Stale price action. The websocket reconnects silently after a network blip. The bot's cached top-of-book is now several seconds old. The detector signals on a stale price that the venue no longer offers. The submitted order either fills at a worse price (silent slippage) or is rejected with a no-such-price error (loud, but the operator now has to figure out why the cache was wrong). The fix is to timestamp every cache entry at the moment it is written and to reject any cache entry older than 1500 milliseconds at the detection step. Anything that wants to act on a stale entry should explicitly refresh from REST first; the latency cost is one round-trip and the alternative is unbounded silent loss.
A debugging playbook
When an incident fires, the goal is to move from alert to root cause in under fifteen minutes. A playbook that the operator can follow without thinking under pressure is worth more than any single diagnostic tool.

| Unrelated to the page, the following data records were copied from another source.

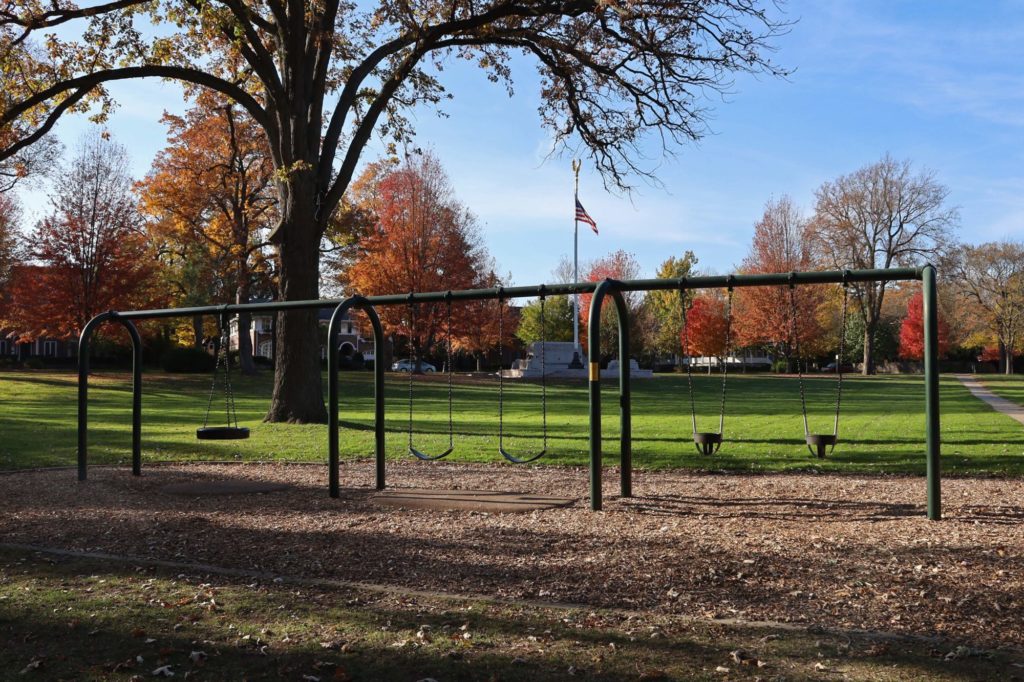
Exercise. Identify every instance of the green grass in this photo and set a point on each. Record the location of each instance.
(1010, 387)
(882, 427)
(82, 619)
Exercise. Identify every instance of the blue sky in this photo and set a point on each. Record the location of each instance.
(940, 83)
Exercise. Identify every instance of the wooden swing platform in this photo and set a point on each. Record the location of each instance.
(482, 501)
(223, 486)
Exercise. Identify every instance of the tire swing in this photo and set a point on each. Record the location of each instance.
(231, 430)
(501, 385)
(818, 442)
(414, 357)
(707, 442)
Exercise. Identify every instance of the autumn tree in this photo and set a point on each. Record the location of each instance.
(10, 217)
(911, 332)
(557, 321)
(764, 315)
(666, 306)
(422, 240)
(616, 265)
(883, 215)
(90, 255)
(211, 189)
(322, 78)
(707, 328)
(990, 279)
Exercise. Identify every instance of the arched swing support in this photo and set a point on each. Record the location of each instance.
(83, 391)
(613, 289)
(333, 361)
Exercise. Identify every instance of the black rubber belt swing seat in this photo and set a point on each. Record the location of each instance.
(414, 360)
(501, 384)
(231, 430)
(818, 443)
(707, 442)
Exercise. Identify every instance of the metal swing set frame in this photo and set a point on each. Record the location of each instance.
(599, 290)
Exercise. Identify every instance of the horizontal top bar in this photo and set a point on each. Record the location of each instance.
(711, 282)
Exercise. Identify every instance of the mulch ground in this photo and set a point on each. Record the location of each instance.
(849, 552)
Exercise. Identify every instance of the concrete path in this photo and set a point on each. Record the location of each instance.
(977, 389)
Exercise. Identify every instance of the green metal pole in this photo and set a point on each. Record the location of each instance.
(932, 435)
(83, 391)
(594, 384)
(136, 397)
(625, 412)
(375, 322)
(333, 458)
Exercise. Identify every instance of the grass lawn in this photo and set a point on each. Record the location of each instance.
(882, 427)
(1010, 387)
(82, 619)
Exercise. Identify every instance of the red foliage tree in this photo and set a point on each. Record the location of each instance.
(616, 265)
(764, 314)
(706, 328)
(911, 333)
(422, 239)
(89, 254)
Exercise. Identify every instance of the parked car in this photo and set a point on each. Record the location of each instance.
(410, 366)
(847, 368)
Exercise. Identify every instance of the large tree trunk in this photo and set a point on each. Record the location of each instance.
(298, 394)
(246, 363)
(198, 331)
(869, 348)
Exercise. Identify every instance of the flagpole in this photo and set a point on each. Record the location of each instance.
(576, 364)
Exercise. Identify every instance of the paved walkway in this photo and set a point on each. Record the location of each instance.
(977, 389)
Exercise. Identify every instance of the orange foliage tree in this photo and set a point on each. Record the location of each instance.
(911, 332)
(764, 314)
(707, 328)
(616, 265)
(211, 201)
(10, 215)
(90, 256)
(422, 239)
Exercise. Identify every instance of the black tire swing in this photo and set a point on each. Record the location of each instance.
(708, 442)
(817, 443)
(231, 430)
(501, 384)
(414, 357)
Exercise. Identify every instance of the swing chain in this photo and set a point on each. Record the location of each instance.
(223, 359)
(501, 385)
(448, 300)
(544, 370)
(728, 345)
(413, 357)
(795, 345)
(686, 350)
(842, 350)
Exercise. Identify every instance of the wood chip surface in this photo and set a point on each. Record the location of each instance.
(850, 552)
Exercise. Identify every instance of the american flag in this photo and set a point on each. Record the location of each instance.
(583, 216)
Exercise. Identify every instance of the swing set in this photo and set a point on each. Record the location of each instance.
(708, 442)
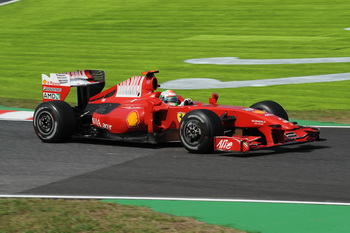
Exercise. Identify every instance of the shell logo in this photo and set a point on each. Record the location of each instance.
(133, 119)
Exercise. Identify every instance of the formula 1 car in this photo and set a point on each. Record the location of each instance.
(132, 111)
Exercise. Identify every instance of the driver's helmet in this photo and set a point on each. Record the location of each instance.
(169, 97)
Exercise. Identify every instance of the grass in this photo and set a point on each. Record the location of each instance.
(57, 215)
(124, 38)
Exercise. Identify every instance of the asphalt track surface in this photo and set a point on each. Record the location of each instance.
(317, 171)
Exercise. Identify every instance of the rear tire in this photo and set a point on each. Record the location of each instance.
(271, 107)
(198, 129)
(54, 121)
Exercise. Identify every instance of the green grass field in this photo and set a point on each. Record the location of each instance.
(125, 38)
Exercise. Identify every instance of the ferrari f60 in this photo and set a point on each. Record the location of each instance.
(134, 111)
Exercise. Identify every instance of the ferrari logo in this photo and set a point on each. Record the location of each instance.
(133, 119)
(180, 115)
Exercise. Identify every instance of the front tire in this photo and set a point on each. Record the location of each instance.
(198, 129)
(271, 107)
(54, 121)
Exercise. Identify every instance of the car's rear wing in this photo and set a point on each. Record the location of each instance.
(88, 82)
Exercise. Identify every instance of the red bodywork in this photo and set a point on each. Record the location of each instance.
(133, 107)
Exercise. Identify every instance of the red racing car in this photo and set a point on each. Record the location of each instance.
(134, 111)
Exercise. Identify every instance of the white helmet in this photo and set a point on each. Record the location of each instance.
(169, 97)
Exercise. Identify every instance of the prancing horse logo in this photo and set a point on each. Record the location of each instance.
(180, 115)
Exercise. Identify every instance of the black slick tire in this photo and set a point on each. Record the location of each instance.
(198, 129)
(54, 121)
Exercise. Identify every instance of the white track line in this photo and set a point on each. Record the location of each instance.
(5, 3)
(173, 199)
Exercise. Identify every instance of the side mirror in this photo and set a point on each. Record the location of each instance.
(214, 98)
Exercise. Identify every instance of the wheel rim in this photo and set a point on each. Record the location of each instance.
(193, 132)
(45, 123)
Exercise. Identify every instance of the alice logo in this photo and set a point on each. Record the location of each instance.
(133, 119)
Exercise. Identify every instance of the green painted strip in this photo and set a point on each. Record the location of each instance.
(14, 109)
(257, 217)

- Capture the correlation id from the alert. Every alert should carry one; if it does not, fix the alert template before doing anything else.
- Pull all log records with that correlation id from the last hour. This is the full causal chain for one inbound event and is usually under 50 lines.
- Read the chain forward, not backward. The first log line that disagrees with what the operator expects is almost always the proximate cause. Reading from the failure backward wastes time because the same exception can have ten upstream causes.
- Cross-check against the venue. Pull the order state directly from the Polymarket API for any
order_idmentioned. If the venue disagrees with the bot, the bug is in the bot's local state, not the network. - Check the silent-class invariants. Even when an incident looks loud, run the daily reconciliation script for the affected market. A surprising number of loud incidents are the visible edge of a silent drift that has been running for days.
- Log the diagnosis, not just the fix. After resolution, write the alert, the correlation id, the proximate cause, and the fix into a single shared document. The same incident class will recur and the future operator (often the same person two months later) needs to find the previous diagnosis in one search.
The playbook will not catch everything. Novel bugs will still take hours. What it does catch is the long tail of repeat incidents that consume most of the operational cost of running a bot. A team that runs this playbook honestly will, within three months, find that more than 80 percent of incidents resolve in the first three steps and the remaining 20 percent are worth deep investigation. The ratio is the measure of whether the logging and the catalogue are doing their job; if it stays inverted, the structured-log fields are wrong or the alert thresholds are. Either way, the diagnostic work is in the observability stack, not in the bot code itself.